Will my garden statue become a tourist attraction?

I have a small garden statue of a lion. All of a sudden it is damaged. The lion has lost its nose! How this happened nobody knows. Frost? Or is it just poor quality?

I think it is the latter. Because when I bought this lion in a brocante store long ago, it already had lost his lower jaw. I did not mind, because without its lower jaw it looked a lot friendlier. Moreover, because of this flaw, it was attractively priced. The lion found its place on the terrace and it looked calm and satisfied with that. Until recently.

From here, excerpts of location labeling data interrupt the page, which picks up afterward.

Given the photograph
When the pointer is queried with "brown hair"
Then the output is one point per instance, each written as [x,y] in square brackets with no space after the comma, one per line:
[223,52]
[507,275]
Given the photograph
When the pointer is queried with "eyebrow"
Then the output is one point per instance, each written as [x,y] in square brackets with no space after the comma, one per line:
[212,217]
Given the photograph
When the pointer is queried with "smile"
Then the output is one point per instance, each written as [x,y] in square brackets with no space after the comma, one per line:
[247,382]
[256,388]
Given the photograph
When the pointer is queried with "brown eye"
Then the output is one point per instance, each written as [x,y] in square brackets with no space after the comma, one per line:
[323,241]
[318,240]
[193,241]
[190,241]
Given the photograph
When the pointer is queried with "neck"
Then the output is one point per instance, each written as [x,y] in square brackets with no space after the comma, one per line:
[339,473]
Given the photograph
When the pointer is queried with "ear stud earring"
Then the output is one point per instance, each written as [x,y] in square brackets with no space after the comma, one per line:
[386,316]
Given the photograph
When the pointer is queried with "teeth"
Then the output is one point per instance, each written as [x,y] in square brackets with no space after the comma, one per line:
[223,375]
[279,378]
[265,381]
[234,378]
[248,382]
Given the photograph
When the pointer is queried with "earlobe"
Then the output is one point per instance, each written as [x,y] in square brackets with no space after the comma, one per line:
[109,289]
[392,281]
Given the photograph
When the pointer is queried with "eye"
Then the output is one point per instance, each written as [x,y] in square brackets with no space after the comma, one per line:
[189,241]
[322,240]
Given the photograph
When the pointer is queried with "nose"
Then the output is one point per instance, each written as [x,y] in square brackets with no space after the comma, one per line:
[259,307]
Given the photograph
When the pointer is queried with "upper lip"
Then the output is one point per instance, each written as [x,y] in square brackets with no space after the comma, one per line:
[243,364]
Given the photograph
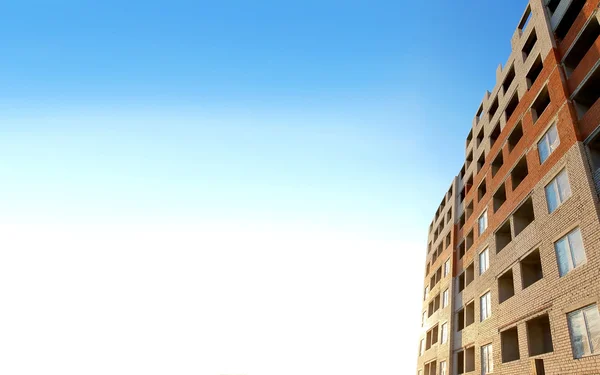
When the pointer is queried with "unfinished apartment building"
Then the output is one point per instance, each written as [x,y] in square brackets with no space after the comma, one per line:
[512,283]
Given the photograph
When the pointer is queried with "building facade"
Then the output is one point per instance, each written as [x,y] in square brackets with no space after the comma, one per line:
[512,276]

Together my husband and I look out of the window at the lion.
‘What should I do with a lion without a jaw and without a nose?’
‘Quickly buy a new one’, my husband suggests.
'But I do not want a new one'.

My old lion has beautiful moss on its head. It takes decades before a new lion would have the same patina. To dispose of the lion altogether is neither an option. I am attached to my lion. But without a nose ... mmm is that still nice?

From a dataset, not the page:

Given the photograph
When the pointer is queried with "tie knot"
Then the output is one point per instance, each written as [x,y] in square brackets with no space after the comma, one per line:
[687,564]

Then I realize there are more statues without a nose. For instance the sphinx at the pyramid of Giseh. Without its nose ..... and still world famous! It makes me like my broken garden statue again.

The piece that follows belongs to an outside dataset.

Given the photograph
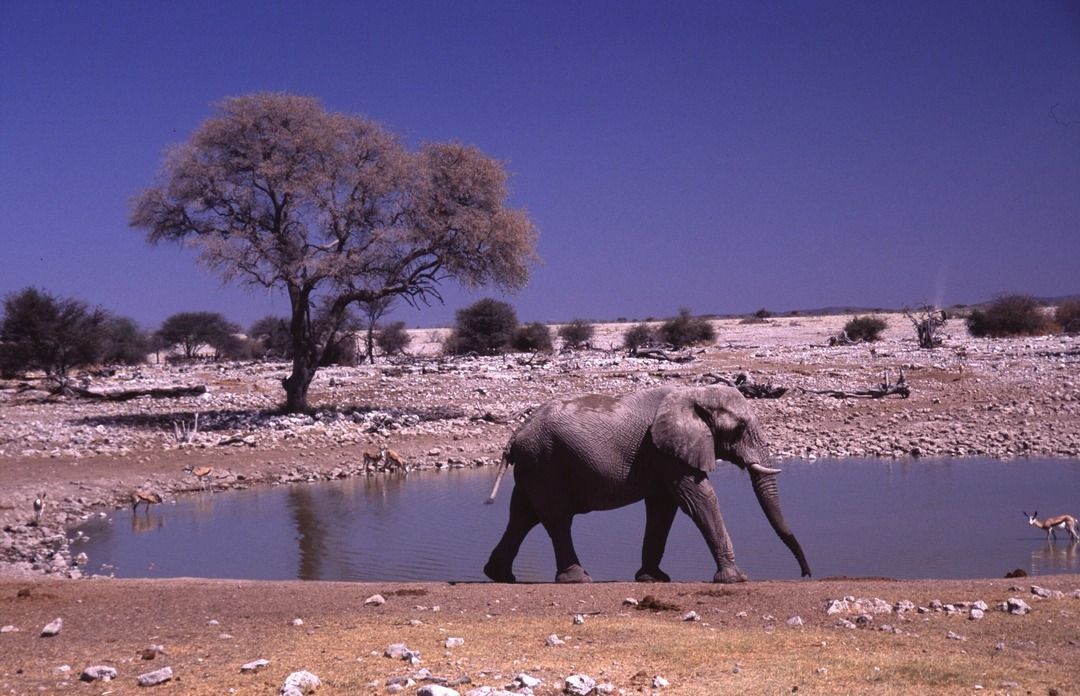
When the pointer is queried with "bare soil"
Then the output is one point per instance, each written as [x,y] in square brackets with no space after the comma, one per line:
[1001,399]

Happily I say to my husband, 'We will have "The Lion of Oostkapelle", a future tourist attraction!'
'Busloads will be coming to watch it', my husband fantasizes, lit by the idea. 'As all those tourists come to see our lion, I will put on a uniform and I'll cut the tickets!'

You will surely understand. Even without a nose the lion should stay.
Enjoy your week
My lion without a nose. 
I like the hairy moss on his head. 
It looks a bit tatty... 
.. but maybe it becomes an attraction!